How to Build a Universal Long-Term Memory Framework for AI Agents Using Mem0 and OpenAI

nimda April 16, 2026

0 13 7 minutes read

How to Build a Universal Long-Term Memory Framework for AI Agents Using Mem0 and OpenAI

In this tutorial, we build a long-term memory layer for AI users to use Mem0OpenAI models, and ChromaDB. We are building a system that can extract structured memories from natural conversations, store them mathematically, retrieve them intelligently, and integrate them directly into the responses of a personal agent. We go beyond simple chat history and use persistent, user-scoped memory with full CRUD control, semantic search, multi-user segmentation, and custom configuration. Finally, we develop a production-ready memory-optimized agent architecture that demonstrates how modern AI systems can reflect on context rather than operate arbitrarily.

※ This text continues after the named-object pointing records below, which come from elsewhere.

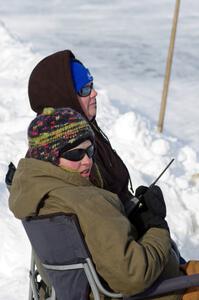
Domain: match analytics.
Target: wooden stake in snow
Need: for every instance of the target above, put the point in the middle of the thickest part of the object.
(168, 67)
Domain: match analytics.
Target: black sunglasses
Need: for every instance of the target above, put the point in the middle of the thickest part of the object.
(86, 90)
(78, 154)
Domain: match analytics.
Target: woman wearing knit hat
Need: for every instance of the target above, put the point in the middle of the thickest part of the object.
(60, 80)
(54, 177)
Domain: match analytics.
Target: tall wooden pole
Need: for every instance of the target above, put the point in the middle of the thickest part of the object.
(168, 68)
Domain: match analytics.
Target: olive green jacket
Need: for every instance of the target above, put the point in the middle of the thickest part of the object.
(127, 265)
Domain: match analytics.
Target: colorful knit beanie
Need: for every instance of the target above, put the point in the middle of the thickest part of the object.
(55, 129)
(80, 75)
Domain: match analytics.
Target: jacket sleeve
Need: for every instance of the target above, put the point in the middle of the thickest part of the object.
(128, 266)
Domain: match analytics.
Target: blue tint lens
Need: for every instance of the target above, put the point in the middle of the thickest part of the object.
(78, 154)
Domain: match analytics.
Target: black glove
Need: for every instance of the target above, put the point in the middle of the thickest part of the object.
(151, 212)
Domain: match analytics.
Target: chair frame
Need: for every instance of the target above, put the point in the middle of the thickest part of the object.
(157, 289)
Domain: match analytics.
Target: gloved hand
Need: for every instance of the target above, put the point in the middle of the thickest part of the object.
(151, 212)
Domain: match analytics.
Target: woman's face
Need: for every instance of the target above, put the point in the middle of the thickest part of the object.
(82, 166)
(89, 104)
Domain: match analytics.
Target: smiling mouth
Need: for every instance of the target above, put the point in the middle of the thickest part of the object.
(85, 173)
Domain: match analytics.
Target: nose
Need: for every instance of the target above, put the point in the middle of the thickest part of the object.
(86, 160)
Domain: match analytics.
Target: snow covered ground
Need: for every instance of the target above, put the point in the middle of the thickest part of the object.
(128, 62)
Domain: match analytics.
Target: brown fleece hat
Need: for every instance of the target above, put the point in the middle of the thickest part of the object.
(51, 84)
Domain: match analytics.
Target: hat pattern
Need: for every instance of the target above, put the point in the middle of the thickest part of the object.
(55, 129)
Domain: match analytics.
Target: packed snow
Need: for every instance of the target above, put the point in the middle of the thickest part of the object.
(129, 123)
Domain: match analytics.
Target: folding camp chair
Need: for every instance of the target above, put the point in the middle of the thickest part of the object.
(58, 241)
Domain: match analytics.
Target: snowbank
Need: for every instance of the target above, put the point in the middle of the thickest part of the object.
(145, 152)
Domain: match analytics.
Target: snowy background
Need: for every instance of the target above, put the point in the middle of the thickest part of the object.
(124, 44)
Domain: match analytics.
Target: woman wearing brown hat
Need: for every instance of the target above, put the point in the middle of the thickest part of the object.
(54, 177)
(59, 81)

!pip install mem0ai openai rich chromadb -q


import os
import getpass
from datetime import datetime


print("=" * 60)
print("🔐  MEM0 Advanced Tutorial — API Key Setup")
print("=" * 60)


OPENAI_API_KEY = getpass.getpass("Enter your OpenAI API key: ")
os.environ["OPENAI_API_KEY"] = OPENAI_API_KEY


print("n✅ API key set!n")


from openai import OpenAI
from mem0 import Memory
from rich.console import Console
from rich.panel import Panel
from rich.table import Table
from rich.markdown import Markdown
from rich import print as rprint
import json


console = Console()
openai_client = OpenAI()


console.rule("[bold cyan]MODULE 1: Basic Memory Setup[/bold cyan]")


memory = Memory()


print(Panel(
   "[green]✓ Memory instance created with default config[/green]n"
   "  • LLM: gpt-4.1-nano (OpenAI)n"
   "  • Vector Store: ChromaDB (local)n"
   "  • Embedder: text-embedding-3-small",
   title="Memory Config", border_style="cyan"
))

We install all necessary dependencies and securely configure our OpenAI API key. We start the Mem0 Memory instance and the OpenAI client and Rich console utilities. We are establishing the foundation of our long-term memory system with automatic configuration powered by ChromaDB and OpenAI embedding.

console.rule("[bold cyan]MODULE 2: Adding & Retrieving Memories[/bold cyan]")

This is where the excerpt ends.